Our server brought down the mood right away. Introducing herself before adding, “I guess I’ll be serving you.”
Still, I was excited about our meal at the new Italian Kitchen. With a family restaurant, you expected pizza, sandwiches and some pasta. But with an Italian Kitchen, I expected some truly inspired dishes from the Old World.
Seeing the new menu was another let-down. It’s still mostly sandwiches and pizza, though now they are pizzabellas, with an upcharge to make them “family size.”
Instead of offering unique pasta selections, everything is now build-your-own — choose one of four pastas, four toppings and five sauces (over 100 combinations, the menu proclaims).
There are also seven additional entrees, including chicken marsala, stuffed sirloin, and my choice, risotto with broccoli and lamb shank in Béarnaise sauce.
If I’ve learned one thing from watching Guy’s Grocery Games, it’s that you can’t make great risotto in less than 30 minutes. Mine arrived in 20.
The lamb looked great, and was very good. Béarnaise would not have been my first choice to go with lamb, but it worked. Because it was just drizzled on top of the shank, it never had time to marinate with the meat so only the first few bites had any sauce at all. Still, the meat was tender and cooked well so I enjoyed it.
As I had feared, the risotto was a little off. I don’t know if it was cooked too long or not long enough (my guess), but some of the rice was a little hard, making it chewy and less enjoyable the longer I ate.
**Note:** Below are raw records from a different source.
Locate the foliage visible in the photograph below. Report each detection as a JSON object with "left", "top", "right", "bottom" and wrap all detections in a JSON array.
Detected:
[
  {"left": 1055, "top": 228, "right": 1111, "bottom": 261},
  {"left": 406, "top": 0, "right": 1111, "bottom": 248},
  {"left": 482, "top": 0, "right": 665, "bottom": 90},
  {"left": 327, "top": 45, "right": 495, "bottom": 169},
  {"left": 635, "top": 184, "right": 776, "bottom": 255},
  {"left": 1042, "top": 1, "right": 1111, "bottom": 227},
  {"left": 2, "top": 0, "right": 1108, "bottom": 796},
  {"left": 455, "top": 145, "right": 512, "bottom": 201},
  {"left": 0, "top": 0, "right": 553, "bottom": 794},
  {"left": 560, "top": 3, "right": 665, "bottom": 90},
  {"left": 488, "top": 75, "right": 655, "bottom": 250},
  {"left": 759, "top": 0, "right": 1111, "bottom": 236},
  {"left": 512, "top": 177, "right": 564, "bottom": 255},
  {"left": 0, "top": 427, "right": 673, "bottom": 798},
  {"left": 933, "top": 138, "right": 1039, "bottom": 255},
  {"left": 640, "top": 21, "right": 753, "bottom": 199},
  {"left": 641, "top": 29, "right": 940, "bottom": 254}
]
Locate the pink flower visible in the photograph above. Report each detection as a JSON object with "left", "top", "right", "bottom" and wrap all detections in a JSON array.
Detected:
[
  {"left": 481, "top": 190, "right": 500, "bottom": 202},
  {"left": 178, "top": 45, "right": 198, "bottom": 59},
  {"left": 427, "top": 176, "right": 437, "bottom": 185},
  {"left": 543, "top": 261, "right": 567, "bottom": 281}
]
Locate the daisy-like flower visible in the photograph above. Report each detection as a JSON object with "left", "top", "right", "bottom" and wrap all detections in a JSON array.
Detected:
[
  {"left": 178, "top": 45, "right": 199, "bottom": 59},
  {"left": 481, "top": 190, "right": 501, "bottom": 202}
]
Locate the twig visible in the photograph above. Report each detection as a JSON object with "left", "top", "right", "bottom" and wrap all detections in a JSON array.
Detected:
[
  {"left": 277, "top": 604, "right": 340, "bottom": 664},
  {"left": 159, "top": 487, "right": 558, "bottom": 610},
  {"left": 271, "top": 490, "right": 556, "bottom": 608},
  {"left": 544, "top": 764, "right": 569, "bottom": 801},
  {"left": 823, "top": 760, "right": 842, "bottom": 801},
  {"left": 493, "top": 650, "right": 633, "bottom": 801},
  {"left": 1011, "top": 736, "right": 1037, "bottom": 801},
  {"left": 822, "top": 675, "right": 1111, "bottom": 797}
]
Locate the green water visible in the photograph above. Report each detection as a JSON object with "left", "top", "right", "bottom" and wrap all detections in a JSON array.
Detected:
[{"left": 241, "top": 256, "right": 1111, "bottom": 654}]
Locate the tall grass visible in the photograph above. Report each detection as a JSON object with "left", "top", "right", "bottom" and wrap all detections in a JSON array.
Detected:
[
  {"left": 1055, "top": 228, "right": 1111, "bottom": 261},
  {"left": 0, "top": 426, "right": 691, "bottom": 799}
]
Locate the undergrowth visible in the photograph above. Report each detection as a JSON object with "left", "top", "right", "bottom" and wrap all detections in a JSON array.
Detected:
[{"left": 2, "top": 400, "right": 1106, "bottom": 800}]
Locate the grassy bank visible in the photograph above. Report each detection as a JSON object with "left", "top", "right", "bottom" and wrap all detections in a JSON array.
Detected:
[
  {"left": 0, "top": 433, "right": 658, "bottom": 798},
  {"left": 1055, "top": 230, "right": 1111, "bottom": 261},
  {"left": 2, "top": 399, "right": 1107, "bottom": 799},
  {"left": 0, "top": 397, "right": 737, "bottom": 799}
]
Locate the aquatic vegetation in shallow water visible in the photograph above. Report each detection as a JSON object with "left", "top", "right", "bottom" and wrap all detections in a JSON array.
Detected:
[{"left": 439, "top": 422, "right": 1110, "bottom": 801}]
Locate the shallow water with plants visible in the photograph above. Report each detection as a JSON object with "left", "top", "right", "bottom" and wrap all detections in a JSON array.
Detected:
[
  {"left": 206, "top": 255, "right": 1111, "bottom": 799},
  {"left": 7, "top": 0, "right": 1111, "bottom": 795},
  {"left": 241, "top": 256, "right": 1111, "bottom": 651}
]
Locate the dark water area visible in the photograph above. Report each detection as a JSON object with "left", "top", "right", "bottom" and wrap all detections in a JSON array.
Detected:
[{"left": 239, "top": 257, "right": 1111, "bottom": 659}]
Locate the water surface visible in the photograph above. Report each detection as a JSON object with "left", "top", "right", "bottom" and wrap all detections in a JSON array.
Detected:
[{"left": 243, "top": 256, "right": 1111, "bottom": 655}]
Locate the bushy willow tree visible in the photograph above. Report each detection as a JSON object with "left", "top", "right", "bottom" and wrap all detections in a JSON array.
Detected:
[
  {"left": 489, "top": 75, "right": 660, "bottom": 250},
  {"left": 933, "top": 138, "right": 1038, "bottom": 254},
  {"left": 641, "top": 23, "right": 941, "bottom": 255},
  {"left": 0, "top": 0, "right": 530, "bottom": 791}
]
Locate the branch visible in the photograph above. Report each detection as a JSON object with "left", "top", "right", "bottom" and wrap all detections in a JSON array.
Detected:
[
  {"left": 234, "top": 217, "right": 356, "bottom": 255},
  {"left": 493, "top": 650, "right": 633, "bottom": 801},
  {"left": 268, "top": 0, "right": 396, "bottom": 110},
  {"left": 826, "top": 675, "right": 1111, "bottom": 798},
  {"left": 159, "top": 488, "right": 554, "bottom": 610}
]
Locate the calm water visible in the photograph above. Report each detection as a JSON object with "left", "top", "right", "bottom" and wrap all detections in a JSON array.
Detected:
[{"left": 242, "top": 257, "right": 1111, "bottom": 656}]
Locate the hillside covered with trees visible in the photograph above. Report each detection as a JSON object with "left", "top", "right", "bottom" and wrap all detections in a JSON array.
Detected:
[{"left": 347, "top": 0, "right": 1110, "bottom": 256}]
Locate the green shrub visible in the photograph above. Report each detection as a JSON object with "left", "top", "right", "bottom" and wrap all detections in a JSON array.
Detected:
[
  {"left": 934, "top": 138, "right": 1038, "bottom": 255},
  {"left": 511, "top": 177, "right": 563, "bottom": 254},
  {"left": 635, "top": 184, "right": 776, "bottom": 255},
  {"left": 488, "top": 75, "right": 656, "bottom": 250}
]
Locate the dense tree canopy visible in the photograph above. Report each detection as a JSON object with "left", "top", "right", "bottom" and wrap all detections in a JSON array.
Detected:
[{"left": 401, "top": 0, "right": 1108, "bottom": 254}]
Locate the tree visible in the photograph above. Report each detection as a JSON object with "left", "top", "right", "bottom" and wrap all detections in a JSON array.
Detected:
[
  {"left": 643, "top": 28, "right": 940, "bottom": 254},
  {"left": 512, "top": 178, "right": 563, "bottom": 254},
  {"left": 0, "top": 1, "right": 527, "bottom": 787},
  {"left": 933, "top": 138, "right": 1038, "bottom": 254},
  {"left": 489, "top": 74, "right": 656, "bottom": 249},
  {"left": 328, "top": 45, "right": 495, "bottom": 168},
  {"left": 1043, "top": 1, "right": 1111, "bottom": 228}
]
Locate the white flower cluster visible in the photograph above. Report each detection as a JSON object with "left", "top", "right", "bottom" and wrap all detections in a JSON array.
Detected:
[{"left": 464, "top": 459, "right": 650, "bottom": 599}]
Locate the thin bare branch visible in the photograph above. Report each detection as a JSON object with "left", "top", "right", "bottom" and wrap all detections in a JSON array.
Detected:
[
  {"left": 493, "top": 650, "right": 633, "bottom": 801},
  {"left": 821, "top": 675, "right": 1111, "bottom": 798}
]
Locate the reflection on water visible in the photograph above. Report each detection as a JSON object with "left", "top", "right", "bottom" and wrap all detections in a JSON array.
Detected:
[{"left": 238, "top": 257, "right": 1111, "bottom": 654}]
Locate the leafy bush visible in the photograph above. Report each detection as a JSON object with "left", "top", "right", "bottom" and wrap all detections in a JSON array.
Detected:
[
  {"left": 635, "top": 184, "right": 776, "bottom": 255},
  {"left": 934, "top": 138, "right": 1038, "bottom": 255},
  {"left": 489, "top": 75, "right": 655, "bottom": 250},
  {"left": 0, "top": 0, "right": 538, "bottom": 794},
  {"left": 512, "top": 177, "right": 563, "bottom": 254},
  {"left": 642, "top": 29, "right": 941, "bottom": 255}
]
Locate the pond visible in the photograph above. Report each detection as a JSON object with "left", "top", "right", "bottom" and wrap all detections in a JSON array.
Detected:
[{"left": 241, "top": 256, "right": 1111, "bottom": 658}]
Our waitress, who seemed a little off herself, had tried to talk me into an additional side, but I was glad that I passed because there was more than enough food on my plate (I finished it, but I could have stopped much sooner and still left full).
Julie went with an entree as well, the chicken parm. Unlike my dish, which included three components, the chicken parm is served with no sides. It was an additional charge for a side of pasta, but she got it.
It was a good thing, too. The chicken parm was fine, but wasn’t anything special. The pasta (linguine was her choice) was good with a light red sauce and diced tomatoes.
My grandmother’s lasagna was good, and just the right amount of food for her (again, our waitress had tried to talk her into adding a side, which, incidentally, are not listed anywhere on the menu).
All of our meals did come with house salads. Though I have to say, I miss the salad bar that used to be in the dining room.
I will give them credit for their prices because even with my $21 entree — the most expensive on the menu — our final total was only around $55 (that also included a mixed drink and an iced tea).
While the meal wasn’t bad, it just wasn’t what I was hoping for. Our server was less than enthusiastic about her job (though the hostess and other servers seemed great). The food was good, but nothing wowed me like I was hoping.